How AI Search works

AI Search is a managed search service. Connect a website, an R2 bucket, or upload your own documents, and AI Search indexes your content for natural language queries.

AI Search consists of two core processes:

Indexing: An asynchronous process that converts your content into vectors and keyword indexes for search. Indexing runs automatically when you connect a data source or upload files.
Querying: A synchronous process triggered by user queries. It retrieves the most relevant content using vector search, keyword search, or both, and optionally generates a response.

How indexing works

Indexing begins automatically when you connect a data source or upload files through the Items API.

Here is what happens during indexing:

Data ingestion: AI Search reads from your connected data source or receives files uploaded through the Items API.
Markdown conversion: AI Search uses Workers AI's Markdown Conversion to convert supported data types into structured Markdown. This ensures consistency across diverse file types. For images, Workers AI is used to perform object detection followed by vision-to-language transformation to convert images into Markdown text.
Chunking: The extracted text is chunked into smaller pieces to improve retrieval granularity.
Embedding: Each chunk is embedded using Workers AI's embedding model to transform the content into vectors.
Keyword indexing: When keyword search is enabled, each chunk is also indexed for BM25 keyword matching.
Storage: The vectors, keyword index, and content are stored and ready for search.

For instances with a connected data source, AI Search regularly checks for updates and indexes changes automatically. For instances using built-in storage, new files are indexed as they are uploaded.

How querying works

Once indexing is complete, AI Search is ready to respond to end-user queries in real time.

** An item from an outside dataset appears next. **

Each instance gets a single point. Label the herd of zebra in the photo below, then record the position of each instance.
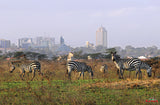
(133, 64)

Here is how the querying pipeline works:

Receive query from AI Search API: The query workflow begins when you send a request to either the AI Search's Chat Completions or Search endpoints.
Query rewriting (optional): AI Search provides the option to rewrite the input query using one of Workers AI's LLMs to improve retrieval quality by transforming the original query into a more effective search query.
Embedding the query: The rewritten (or original) query is transformed into a vector using the same embedding model used to embed your data.
Vector search: The query vector is matched against stored vectors to find semantically similar content.
Keyword search (optional): When hybrid search is enabled, a BM25 keyword search runs in parallel with vector search.
Fusion (optional): When using hybrid search, vector and keyword results are combined using the configured fusion method.
Reranking (optional): A cross-encoder model re-scores results by evaluating the query and document together. Refer to Reranking for details.
Content retrieval: The most relevant chunks and their source content are returned. If you are using the Search endpoint, the content is returned at this point.
Response generation: If you are using the Chat Completions endpoint, a text-generation model generates a response using the retrieved content. Refer to System prompt for details.